Das KI-Startup Physical Intelligence (π) hat sein neuestes Foundation Model, pi06, ordentlich durch den Wolf gedreht – und zwar unter echten, unvorhersehbaren Bedingungen. Die Ergebnisse lassen die Branche aufhorchen: Laut Mitgründer Sergey Levine erreichte das Modell eine Autonomie von 92 % beim Einsatz in einer Wäscherei und schaffte im Lagerhaus-Check satte 165 Artikel pro Stunde. Damit rückt die Vision einer universellen KI, die quasi jeden Roboter steuern kann, ein gewaltiges Stück näher an die Realität.

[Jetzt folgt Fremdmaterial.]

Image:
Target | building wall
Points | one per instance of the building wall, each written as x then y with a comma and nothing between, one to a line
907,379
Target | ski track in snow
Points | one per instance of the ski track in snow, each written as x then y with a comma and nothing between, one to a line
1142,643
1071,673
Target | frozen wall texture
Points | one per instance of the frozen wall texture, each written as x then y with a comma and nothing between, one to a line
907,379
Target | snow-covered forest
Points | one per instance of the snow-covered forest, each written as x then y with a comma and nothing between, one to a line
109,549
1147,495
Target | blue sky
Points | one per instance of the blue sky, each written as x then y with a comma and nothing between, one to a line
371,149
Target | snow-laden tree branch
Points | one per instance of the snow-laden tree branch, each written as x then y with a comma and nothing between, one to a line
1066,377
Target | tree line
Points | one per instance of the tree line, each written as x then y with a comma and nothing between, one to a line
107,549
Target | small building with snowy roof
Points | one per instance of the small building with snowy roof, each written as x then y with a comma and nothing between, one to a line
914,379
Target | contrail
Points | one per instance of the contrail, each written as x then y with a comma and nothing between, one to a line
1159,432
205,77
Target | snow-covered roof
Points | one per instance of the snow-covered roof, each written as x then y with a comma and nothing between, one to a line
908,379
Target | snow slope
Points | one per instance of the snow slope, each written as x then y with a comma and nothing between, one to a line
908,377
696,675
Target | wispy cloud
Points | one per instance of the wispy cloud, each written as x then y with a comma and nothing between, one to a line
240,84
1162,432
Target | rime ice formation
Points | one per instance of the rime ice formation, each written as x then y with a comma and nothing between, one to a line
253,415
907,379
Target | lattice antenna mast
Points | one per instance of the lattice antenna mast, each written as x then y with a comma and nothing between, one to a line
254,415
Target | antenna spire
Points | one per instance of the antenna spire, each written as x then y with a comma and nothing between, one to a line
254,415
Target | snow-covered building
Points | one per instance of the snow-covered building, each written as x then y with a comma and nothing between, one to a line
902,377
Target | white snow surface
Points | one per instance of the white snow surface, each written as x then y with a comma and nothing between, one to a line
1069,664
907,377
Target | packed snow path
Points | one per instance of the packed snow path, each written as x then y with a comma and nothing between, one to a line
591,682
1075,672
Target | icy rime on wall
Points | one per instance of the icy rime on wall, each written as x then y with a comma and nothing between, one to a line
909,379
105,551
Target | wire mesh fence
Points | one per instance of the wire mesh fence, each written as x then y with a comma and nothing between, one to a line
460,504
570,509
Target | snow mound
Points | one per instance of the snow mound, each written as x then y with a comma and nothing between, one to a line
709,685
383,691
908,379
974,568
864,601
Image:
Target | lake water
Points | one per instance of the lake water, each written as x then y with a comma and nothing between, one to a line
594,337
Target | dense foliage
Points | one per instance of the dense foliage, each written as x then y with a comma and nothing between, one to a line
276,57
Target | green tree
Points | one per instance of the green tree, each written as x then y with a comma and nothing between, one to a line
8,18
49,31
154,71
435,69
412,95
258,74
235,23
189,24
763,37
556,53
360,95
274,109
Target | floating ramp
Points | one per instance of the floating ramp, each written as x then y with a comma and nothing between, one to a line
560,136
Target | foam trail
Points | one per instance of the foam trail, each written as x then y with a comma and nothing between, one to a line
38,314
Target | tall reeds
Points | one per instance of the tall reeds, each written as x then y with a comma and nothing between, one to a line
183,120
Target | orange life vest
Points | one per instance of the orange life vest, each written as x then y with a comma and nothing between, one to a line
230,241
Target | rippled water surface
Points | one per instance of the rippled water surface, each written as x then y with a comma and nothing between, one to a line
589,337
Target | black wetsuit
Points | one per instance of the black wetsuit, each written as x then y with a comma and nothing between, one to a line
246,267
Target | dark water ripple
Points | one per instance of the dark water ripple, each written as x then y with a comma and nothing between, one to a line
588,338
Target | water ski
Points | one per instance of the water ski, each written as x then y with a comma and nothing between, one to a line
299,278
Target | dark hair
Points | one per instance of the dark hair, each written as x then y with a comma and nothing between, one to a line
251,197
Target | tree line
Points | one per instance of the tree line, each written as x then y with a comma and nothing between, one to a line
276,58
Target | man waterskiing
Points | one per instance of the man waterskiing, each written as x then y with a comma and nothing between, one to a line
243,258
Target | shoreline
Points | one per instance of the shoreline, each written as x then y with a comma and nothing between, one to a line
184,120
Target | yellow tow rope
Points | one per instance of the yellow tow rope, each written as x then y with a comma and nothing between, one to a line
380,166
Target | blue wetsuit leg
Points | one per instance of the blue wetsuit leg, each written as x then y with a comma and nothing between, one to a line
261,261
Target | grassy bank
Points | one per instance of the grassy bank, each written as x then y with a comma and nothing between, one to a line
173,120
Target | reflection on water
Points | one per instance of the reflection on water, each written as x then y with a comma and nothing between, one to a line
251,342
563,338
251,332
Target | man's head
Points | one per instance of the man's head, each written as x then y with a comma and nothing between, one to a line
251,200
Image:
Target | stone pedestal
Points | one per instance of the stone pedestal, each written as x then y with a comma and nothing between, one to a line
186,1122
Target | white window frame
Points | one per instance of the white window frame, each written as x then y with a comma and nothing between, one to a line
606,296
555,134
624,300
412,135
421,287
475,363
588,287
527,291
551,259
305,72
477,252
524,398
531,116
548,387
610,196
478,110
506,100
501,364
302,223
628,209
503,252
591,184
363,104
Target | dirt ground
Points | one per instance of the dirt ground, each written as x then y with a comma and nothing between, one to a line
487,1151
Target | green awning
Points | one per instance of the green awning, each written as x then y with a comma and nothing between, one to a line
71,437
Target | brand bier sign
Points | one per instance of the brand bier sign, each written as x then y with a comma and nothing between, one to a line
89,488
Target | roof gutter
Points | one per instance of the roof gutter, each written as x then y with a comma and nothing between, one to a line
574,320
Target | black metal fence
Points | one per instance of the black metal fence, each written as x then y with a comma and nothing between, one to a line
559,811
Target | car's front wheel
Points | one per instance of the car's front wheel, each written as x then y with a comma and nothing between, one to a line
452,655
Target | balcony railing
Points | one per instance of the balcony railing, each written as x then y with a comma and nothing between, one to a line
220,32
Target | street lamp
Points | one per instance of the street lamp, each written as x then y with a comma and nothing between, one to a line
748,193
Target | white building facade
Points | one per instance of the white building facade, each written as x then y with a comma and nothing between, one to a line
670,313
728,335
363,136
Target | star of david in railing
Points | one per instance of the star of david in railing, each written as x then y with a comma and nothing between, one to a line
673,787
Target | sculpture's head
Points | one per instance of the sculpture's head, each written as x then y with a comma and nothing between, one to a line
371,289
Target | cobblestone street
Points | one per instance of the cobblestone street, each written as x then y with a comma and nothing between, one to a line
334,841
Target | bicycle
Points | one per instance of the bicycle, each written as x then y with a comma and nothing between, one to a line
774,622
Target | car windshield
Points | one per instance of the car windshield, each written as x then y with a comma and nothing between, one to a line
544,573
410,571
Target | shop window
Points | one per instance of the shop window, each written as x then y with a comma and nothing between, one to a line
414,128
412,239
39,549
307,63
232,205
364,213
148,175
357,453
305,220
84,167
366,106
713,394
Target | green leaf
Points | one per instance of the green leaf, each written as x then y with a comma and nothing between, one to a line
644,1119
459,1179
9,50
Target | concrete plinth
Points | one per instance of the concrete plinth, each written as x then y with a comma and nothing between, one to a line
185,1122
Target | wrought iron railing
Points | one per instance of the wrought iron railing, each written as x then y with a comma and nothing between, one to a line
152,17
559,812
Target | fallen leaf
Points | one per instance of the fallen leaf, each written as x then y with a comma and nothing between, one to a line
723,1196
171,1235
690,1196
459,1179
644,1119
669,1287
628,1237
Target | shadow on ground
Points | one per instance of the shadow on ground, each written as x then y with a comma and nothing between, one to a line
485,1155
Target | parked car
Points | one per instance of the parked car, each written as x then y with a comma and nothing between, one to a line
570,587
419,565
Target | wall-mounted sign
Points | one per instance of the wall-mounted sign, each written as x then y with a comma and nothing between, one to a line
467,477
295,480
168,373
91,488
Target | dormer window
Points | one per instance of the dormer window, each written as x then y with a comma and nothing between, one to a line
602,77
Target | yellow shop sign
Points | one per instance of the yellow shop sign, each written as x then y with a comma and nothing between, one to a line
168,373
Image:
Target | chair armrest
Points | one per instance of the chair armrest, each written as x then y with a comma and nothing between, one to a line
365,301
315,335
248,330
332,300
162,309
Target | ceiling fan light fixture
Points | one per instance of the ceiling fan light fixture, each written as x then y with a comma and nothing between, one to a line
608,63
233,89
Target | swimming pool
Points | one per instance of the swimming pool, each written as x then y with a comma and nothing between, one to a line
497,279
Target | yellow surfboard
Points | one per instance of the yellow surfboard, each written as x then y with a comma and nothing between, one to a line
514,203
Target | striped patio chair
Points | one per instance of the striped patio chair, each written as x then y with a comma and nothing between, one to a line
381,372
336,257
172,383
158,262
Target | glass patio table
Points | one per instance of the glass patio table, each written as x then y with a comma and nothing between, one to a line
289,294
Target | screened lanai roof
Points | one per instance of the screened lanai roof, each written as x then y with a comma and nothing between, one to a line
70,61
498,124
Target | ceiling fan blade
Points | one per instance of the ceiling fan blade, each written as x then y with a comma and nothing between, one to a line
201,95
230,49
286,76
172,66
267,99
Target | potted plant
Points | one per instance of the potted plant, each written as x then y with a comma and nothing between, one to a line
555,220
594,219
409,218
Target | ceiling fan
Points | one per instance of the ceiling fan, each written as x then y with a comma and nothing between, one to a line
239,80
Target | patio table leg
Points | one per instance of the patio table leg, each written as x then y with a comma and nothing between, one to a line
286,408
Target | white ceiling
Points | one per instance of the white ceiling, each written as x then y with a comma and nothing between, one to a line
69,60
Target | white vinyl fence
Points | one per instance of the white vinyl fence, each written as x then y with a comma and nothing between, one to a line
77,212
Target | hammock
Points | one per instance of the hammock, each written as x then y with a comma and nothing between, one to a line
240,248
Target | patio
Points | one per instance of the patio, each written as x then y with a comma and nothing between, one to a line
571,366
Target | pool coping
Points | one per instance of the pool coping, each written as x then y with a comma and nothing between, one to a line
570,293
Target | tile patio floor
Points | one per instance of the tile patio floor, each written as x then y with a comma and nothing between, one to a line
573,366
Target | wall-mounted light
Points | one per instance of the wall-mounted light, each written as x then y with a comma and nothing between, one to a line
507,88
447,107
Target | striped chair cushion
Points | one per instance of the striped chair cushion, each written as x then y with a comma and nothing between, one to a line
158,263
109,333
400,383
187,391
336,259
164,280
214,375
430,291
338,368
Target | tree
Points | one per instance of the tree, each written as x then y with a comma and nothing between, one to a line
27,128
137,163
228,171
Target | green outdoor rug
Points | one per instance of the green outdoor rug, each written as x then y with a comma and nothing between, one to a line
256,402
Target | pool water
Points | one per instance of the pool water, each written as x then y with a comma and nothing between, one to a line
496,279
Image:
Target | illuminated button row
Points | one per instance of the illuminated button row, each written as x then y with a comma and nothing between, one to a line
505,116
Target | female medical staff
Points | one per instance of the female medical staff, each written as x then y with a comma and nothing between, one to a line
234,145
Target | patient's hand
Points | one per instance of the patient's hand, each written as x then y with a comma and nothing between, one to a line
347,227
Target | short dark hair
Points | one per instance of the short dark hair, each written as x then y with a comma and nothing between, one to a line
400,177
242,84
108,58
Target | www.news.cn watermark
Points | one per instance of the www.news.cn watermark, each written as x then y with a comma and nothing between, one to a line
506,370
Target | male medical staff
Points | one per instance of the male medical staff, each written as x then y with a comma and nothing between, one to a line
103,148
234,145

In einem Blogpost vom 24. Februar 2026 gab das Unternehmen Details zu Kooperationen mit zwei Robotik-Firmen bekannt, um zu testen, wie sich das Modell jenseits steriler Laborbedingungen schlägt. Zusammen mit Weave Robotics ließ Physical Intelligence die pi06-KI auf einen Roboter bei Sea Breeze Cleaners los. Das beeindruckende Resultat: Das System agierte zu 92 % völlig eigenständig – ein Spitzenwert für eine so chaotische Umgebung wie eine Reinigung. Eine weitere Partnerschaft mit Ultra Robotics demonstrierte die Effizienz im Warehouse-Einsatz: Dort verpackte pi06 reale Produkte mit einer Rate von 165 Stück pro Stunde, wobei menschliches Eingreifen kaum noch nötig war.
Die Performance-Metriken des Unternehmens zeigen eine drastische Steigerung der Autonomie sowie eine deutliche Reduzierung von Fehlern und notwendigen Interventionen im Vergleich zu früheren Versionen. Diese Real-World-Daten sind ein entscheidender Beleg für das ambitionierte Ziel des Startups.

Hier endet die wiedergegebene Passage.